Děčín castle is probably the most popular tourist attraction in the town. Built on a hill near the town centre and overlooking the Labe river, the castle has enjoyed an extremely varied history. It has gone from being a fort during the Seven Years' War, to becoming a Renaissance castle in 1673, to turning Baroque after its restoration in 1788. Once the home of Bohemian kings (having been built by order of Premysl king Václav III) the castle has since functioned as the administrative centre of the Thuns and even as a military garrison for German and Soviet troops after being handed to the Czechoslovak state in 1932. The castle has inspired both musicians - Chopin wrote his Valse in A flat major here - and artists; Caspar David Friedrich sold his "Tetschen Altar Or Cross In The Mountains" to the Thuns. An unusual feature of the castle is the long, straight-walled road leading up to it, the "Long Ride" (Dlouhá jízda).
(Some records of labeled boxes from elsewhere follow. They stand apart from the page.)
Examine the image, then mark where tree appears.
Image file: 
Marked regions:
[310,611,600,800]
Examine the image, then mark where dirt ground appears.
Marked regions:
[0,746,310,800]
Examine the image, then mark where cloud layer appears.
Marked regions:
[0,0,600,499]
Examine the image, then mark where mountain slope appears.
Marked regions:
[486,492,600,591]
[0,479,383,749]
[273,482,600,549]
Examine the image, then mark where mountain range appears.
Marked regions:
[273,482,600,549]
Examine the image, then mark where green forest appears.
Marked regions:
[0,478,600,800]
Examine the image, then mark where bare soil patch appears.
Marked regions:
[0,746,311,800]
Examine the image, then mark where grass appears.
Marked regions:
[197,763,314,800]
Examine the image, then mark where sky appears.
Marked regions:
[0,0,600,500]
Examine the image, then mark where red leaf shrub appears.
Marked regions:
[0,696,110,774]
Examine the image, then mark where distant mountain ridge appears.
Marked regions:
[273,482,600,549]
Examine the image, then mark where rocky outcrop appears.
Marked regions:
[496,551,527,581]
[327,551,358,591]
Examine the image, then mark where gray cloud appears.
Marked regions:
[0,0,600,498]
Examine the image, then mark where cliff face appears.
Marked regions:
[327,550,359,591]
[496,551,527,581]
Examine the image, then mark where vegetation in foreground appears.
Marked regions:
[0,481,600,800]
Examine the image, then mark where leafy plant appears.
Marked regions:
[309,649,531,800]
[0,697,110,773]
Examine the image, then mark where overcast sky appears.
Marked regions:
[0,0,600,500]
The Soviet army departed in 1991, leaving the castle in a state of disrepair. In 2005 restoration was completed of a large part of the castle and it was opened as a museum and venue for private gatherings and public events. Most of the inventory had been taken away by the Thuns after they sold the castle to the Czechoslovak state in 1932. Much of the remaining period furniture was gradually stolen, but some pieces which had been kept at other museums were returned.
In the river Labe near the left bank there stands a 6 m² basalt stone which is only visible when water levels are low, which usually means the region is suffering from drought. The stone is known as the Hunger Stone, because in olden times, when it appeared, all boat traffic on the river came to a halt, and people suffered as a result. The lowest water levels have been marked on the stone since 1417, and the markings from 1616 on are still readable. The stone carries the inscription "If you see me, then cry".